Mark Conrad 18 February 2009

Union warns against social enterprise staff transfers

Local government’s largest trade union has warned Whitehall against plans to transfer staff to social enterprises, as ministers seek new avenues of public service provision.
Unison leader, Dave Prentis, said the Cabinet Office’s plan to create an extra 25,000 posts across social enterprises would mean swathes of workers being forced from the NHS and local government and into the social business sphere.
He warned that although diversifying public sector provision appealed to ministers wary of big business in the current economic climate, small social enterprises would struggle to compete with large, established private providers of public services.

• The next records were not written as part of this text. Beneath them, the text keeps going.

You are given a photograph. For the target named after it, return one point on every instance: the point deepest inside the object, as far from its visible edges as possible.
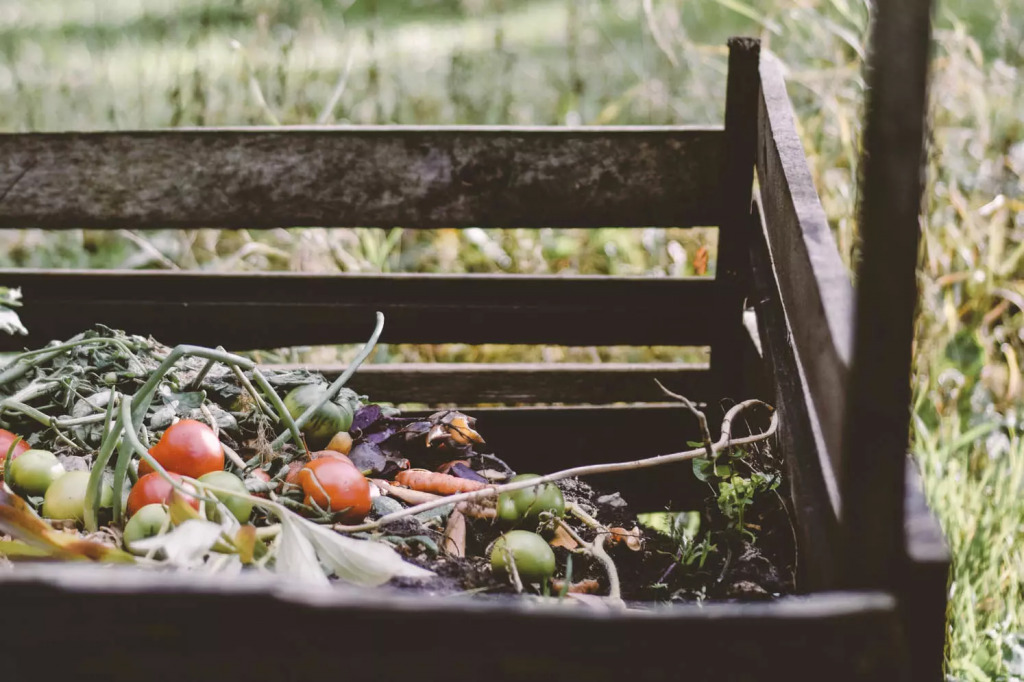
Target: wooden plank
(448, 176)
(265, 310)
(815, 287)
(809, 472)
(737, 186)
(131, 623)
(924, 582)
(878, 411)
(464, 383)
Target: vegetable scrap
(116, 449)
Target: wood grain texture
(737, 182)
(816, 292)
(363, 176)
(265, 310)
(878, 417)
(464, 383)
(132, 625)
(809, 474)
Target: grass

‘The rapid push to move 25,000 workers out of NHS and local government into social enterprises is an alarming direction for the Government to be going in. With the private finance markets set to become even more volatile and dole queues rising daily, the Government needs to focus on securing jobs and services,’ Mr Prentis warned.
‘It should not be hiving public services off into small organisations to try their luck against big private sector players. There are no guarantees about the long-term sustainability of social enterprises, even in the best economic climate.’
Speaking to a social enterprise conference in Birmingham last week, Cabinet Office minister, Liam Byrne, promised to put the sector ‘at the heart of the new economy’ as Britain emerges from the recession.
Alongside the jobs target, he promised to review the pipeline of public service contracts, which often hindered small providers, ‘to get deal blockers out of the way’. An online hub, offering information to social enterprises and charities on public contracts, would also be established.
‘I’m not naive enough to believe that every business in the country is going to emerge from this downturn with a double bottom line,’ Mr Byrne said. ‘But I think the country is going to look harder for ethos with its enterprise.
‘It’s going to look harder to see whether a business offers care and trust, not just cut and thrust.’